LAS CRUCES – With growing activity in commercial spaceflight and startups entering the industry, Las Cruces sees opportunities to attract more aerospace investment to the region – including the role its municipal airport could play in l ‘effort.
Las Cruces International Airport, built as a military air base during WWII and transferred to the city in 1955, is working on an updated master plan, a requirement for its certification with the Federal Aviation Administration, and a guide to Town planning as a facility looks at short and long term needs, including opportunities for economic development.
As airport administrator Andy Hume says, the plan “ensures that the elements you need for growth are in place or, if they aren’t, how we put them in place.”
A new focus for the airport master plan will be aerospace and the improvements that could be made to the airport to make Las Cruces more attractive to the industry, as commercial activity is expected to intensify next year. at Spaceport America 50 miles north of town.
While the spaceport is best known for its primary tenant, spaceflight company Virgin Galactic, other tenants and customers are also active in the remote facility outside of Truth or Consequences, such as UP Aerospace, SpinLaunch and HAPSMobile / Aerovironment.
Hume tells the Las Cruces Soleil-News that the most recent master plan, adopted in 2018, did not assess proximity to the spaceport or aerospace growth, even though Virgin Galactic is a “fairly stable presence” at the airport, engineers flying between Las Cruces and its manufacturing base of operations in Mojave, CA
A blueprint update consultant said in an interview that Las Cruces is already “on the map” for US aerospace and well positioned to attract more companies involved in manufacturing and supply chains to the growing industries of reusable satellites and rockets.
James Bennett, director of regulation at aerospace technology company Immortal Data, said Las Cruces had established itself in the minds of space entrepreneurs in 2006, when it hosted the rocket and d moon landing X Prize Cup.
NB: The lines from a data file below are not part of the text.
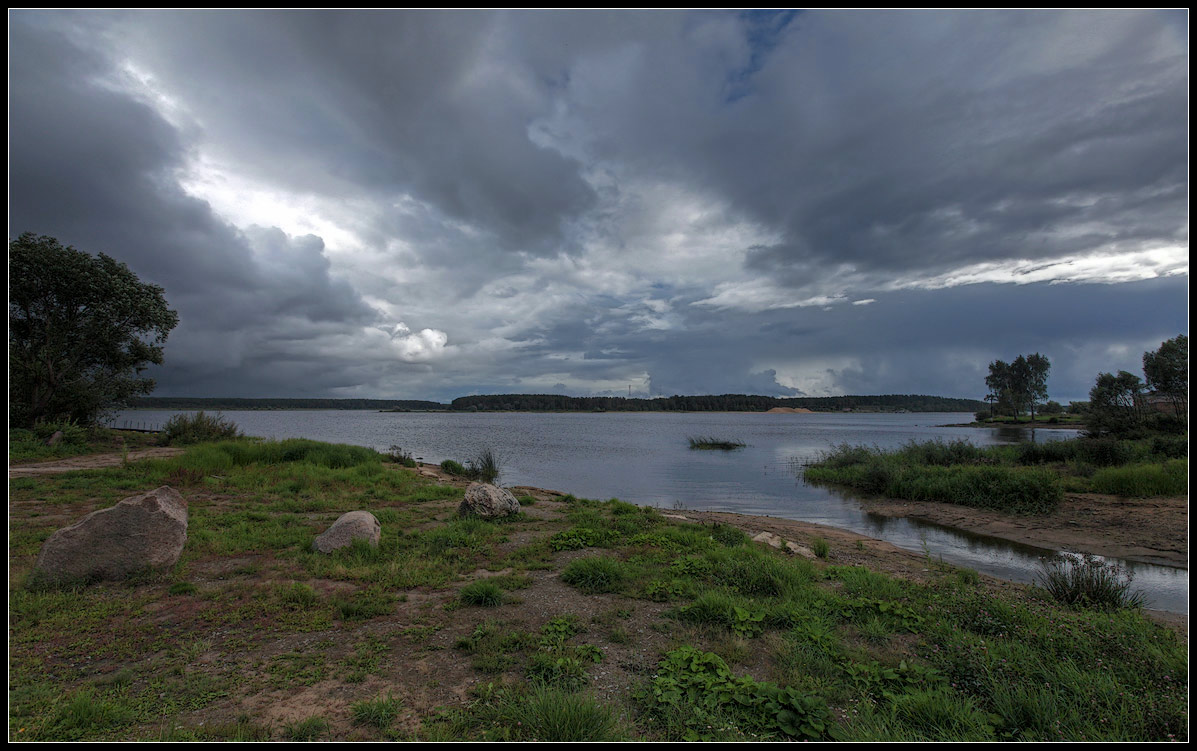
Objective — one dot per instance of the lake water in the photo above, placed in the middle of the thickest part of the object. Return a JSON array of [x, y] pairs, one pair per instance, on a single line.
[[644, 458]]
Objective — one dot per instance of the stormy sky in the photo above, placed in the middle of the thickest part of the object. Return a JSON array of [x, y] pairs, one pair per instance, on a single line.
[[425, 205]]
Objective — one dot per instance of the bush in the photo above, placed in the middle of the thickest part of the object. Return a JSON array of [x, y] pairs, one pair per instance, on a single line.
[[453, 467], [1088, 581], [595, 575], [199, 428], [399, 456], [484, 467]]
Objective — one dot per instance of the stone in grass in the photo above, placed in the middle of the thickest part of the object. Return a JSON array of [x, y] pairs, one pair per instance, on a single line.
[[351, 526], [140, 533], [770, 539], [488, 502]]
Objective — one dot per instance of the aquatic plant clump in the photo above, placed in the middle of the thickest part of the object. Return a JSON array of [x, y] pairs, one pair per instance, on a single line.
[[710, 443], [1088, 581]]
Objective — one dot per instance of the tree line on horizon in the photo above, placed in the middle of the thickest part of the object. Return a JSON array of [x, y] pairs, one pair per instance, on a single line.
[[559, 403]]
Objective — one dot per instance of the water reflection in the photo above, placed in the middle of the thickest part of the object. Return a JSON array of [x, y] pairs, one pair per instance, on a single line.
[[1164, 587]]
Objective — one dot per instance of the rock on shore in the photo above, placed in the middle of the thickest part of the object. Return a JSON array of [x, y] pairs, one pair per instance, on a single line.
[[488, 502], [348, 527], [139, 533]]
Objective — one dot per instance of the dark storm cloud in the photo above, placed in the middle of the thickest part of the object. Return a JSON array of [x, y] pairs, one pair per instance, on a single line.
[[685, 203], [96, 169], [923, 140], [378, 102]]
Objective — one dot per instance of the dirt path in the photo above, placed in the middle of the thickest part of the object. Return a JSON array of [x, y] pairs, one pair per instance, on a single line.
[[90, 461], [1142, 530]]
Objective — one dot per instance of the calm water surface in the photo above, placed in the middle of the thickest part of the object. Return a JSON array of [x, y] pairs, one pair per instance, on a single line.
[[644, 458]]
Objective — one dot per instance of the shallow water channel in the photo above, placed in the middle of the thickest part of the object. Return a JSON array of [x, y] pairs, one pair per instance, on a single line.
[[645, 459]]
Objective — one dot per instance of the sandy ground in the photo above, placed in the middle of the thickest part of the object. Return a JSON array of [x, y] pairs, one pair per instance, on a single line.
[[1148, 530], [90, 461]]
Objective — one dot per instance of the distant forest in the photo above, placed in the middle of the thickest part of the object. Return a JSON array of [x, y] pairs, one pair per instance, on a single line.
[[187, 403], [557, 403]]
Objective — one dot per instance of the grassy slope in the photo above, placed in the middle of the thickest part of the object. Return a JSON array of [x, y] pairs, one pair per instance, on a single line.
[[578, 619], [1026, 478]]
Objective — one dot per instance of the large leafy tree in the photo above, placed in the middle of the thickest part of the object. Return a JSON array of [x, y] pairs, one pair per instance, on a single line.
[[81, 329], [1116, 404], [1019, 386], [1167, 371]]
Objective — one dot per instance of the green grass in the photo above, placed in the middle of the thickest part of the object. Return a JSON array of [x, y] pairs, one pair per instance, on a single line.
[[310, 728], [481, 594], [595, 575], [377, 713], [199, 428], [1027, 478], [833, 652]]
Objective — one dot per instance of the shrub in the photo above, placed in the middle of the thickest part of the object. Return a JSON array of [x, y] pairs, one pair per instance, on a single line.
[[1088, 581], [1143, 480], [696, 692], [399, 456], [453, 467], [199, 428], [484, 467]]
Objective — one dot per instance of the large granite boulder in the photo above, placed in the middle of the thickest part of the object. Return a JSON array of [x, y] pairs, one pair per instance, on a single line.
[[139, 533], [488, 502], [348, 527]]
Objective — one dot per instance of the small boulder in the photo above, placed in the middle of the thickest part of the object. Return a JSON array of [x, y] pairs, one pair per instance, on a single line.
[[488, 502], [139, 533], [348, 527], [800, 550], [769, 538]]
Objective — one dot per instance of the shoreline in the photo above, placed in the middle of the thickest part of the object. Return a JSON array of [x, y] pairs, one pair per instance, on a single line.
[[848, 547], [1031, 425]]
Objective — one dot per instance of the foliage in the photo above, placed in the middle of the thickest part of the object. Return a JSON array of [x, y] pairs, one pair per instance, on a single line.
[[697, 695], [453, 467], [482, 594], [380, 713], [1167, 373], [484, 467], [946, 473], [1116, 404], [722, 403], [595, 575], [396, 454], [199, 428], [820, 547], [1088, 581], [81, 329], [1019, 386]]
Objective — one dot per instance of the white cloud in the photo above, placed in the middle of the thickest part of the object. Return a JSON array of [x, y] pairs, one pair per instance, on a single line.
[[426, 345]]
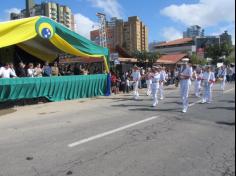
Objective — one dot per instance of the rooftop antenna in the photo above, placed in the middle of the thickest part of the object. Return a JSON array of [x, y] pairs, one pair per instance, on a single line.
[[102, 29]]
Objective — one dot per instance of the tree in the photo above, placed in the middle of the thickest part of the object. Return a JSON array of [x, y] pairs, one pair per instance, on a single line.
[[196, 60], [153, 57], [216, 52], [146, 58]]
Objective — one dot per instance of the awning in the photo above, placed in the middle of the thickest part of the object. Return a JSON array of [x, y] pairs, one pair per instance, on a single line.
[[171, 58], [46, 39]]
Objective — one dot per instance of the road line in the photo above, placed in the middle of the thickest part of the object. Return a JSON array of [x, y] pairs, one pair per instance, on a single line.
[[192, 104], [227, 91], [110, 132]]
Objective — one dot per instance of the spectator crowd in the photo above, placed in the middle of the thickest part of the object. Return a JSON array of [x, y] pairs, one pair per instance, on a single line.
[[8, 70]]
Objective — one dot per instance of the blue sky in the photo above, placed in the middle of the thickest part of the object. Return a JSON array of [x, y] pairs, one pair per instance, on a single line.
[[166, 19]]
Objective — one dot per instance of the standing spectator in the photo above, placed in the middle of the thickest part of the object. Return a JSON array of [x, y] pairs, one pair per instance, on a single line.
[[30, 70], [6, 72], [113, 82], [12, 68], [123, 82], [38, 71], [55, 69], [222, 73], [47, 71], [77, 70], [20, 71], [233, 71]]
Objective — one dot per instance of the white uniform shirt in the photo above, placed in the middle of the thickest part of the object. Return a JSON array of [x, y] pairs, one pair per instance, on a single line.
[[30, 72], [198, 75], [222, 73], [6, 73], [163, 76], [188, 71], [208, 78], [136, 76], [156, 80]]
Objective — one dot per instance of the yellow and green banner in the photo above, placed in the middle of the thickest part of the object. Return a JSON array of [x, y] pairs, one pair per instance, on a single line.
[[46, 39]]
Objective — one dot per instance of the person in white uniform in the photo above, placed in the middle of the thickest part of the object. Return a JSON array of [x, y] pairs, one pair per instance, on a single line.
[[185, 83], [155, 84], [149, 81], [163, 78], [6, 72], [222, 77], [208, 81], [197, 76], [136, 78]]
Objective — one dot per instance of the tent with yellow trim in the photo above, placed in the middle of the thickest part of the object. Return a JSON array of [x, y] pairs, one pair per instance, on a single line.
[[46, 39]]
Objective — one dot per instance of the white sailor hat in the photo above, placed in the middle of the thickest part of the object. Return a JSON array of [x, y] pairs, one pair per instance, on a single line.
[[185, 59]]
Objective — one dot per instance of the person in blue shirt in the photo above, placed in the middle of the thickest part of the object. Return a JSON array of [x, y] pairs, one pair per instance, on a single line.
[[47, 70]]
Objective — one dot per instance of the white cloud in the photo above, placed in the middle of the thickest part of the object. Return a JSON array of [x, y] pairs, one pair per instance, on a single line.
[[230, 28], [84, 25], [110, 7], [9, 11], [170, 33], [205, 13]]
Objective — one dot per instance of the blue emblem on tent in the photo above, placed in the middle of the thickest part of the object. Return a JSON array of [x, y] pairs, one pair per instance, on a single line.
[[46, 33]]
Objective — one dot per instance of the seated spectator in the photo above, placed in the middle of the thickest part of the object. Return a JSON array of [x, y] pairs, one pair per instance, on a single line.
[[30, 70], [38, 71], [47, 71], [6, 72], [55, 69], [20, 71]]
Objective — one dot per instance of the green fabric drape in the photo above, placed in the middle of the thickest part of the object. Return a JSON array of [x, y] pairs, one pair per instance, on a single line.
[[53, 88]]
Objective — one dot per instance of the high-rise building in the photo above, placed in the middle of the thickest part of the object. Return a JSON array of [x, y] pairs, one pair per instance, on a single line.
[[131, 35], [193, 31], [55, 11], [226, 38]]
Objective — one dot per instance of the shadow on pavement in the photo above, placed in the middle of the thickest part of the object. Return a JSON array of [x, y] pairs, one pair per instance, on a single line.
[[228, 101], [226, 123], [155, 110], [175, 102], [224, 108], [124, 105]]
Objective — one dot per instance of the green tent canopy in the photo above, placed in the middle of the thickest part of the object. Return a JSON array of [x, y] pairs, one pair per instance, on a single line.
[[46, 39]]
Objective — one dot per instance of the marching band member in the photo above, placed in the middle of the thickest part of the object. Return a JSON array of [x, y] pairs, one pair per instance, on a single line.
[[149, 81], [163, 77], [208, 81], [222, 76], [185, 83], [197, 76], [155, 84], [136, 78]]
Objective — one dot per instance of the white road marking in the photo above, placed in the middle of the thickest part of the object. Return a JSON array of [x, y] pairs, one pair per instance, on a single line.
[[227, 91], [192, 104], [110, 132]]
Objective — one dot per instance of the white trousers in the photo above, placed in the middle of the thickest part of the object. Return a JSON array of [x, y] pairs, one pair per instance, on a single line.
[[155, 88], [136, 93], [149, 83], [197, 87], [184, 92], [161, 89], [207, 92], [222, 84]]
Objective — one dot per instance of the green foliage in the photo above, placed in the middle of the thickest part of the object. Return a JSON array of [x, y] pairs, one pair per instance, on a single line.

By then, the first construction of the Sierra County Spaceport had already started.
Immortal Data, which is developing a data system payload to be launched by UP Aerospace, has had an office at Las Cruces Airport since 2019 when it moved from Mojave.
The company is now acting as a subcontractor for updating the master plan being prepared by the engineering and consulting firm Dubois et King.
“We believe there is an opportunity,” Bennett said.
However, there is some catching up to do with public capital investment. Private sector money is flowing much faster and developments are accelerating.
Virgin Galactic made its first two crewed flights to the edge of space over New Mexico this year, and rival Blue Origin has also flown passengers into space on two occasions from its facility near Van Horn. , in Texas. SpaceX is transporting human crews to the International Space Station for the NASA space agency and could test a new prototype for orbital flights as early as November.
Interest in satellite and rocket technology is also high. Bennett remarked, “I think I see a new startup announced every week nowadays,” adding that around 120 companies around the world are developing or building launch vehicles. While most of these startups are expected to go, he said the industry is here to stay.
This means that commercial space companies are actively looking for optimal locations to take root, and Bennett said Las Cruces has a valuable base.
“It’s economical, because you have a low cost of ownership,” he said. “There is a good university locally and three or four good universities with aerospace talent a few hours away. You have an incubator [at New Mexico State University] which is very commercial-space-savvy. These are all good ingredients.
The question for this master plan update, he said, is whether Las Cruces Airport could become Mojave’s new airport, providing an equally convenient access point to move new technology around. towards rapid turnaround testing or commercial operations at the spaceport.
The airport is adjacent to an industrial park and completed crucial pavement improvements a year ago. There are three runways which can accommodate arrivals and departures in six directions.
One, however, is in need of maintenance, and Hume said the city hopes to extend the length of the other two to 8,600 feet and 10,500 feet, respectively.
This would accommodate heavier aircraft, including commercial passenger jet launches from the airport.
Hume explained that currently, loaded passenger jets can land at the airport, but can only take off empty in accordance with FAA regulations.
The two men said the planning update will present city officials with an assessment of potential investments that are conducive to industry needs, financial risks and strategic priorities to attract private sector investment. Bennett said the planning document will present decision makers with a phased plan for immediate needs as well as 5 and 10 year plans to position themselves for regional aerospace activity.
“It’s going to be looked at by purposeful people asking the tough questions, and we want to make sure we have a well-researched set of options,” Bennett said.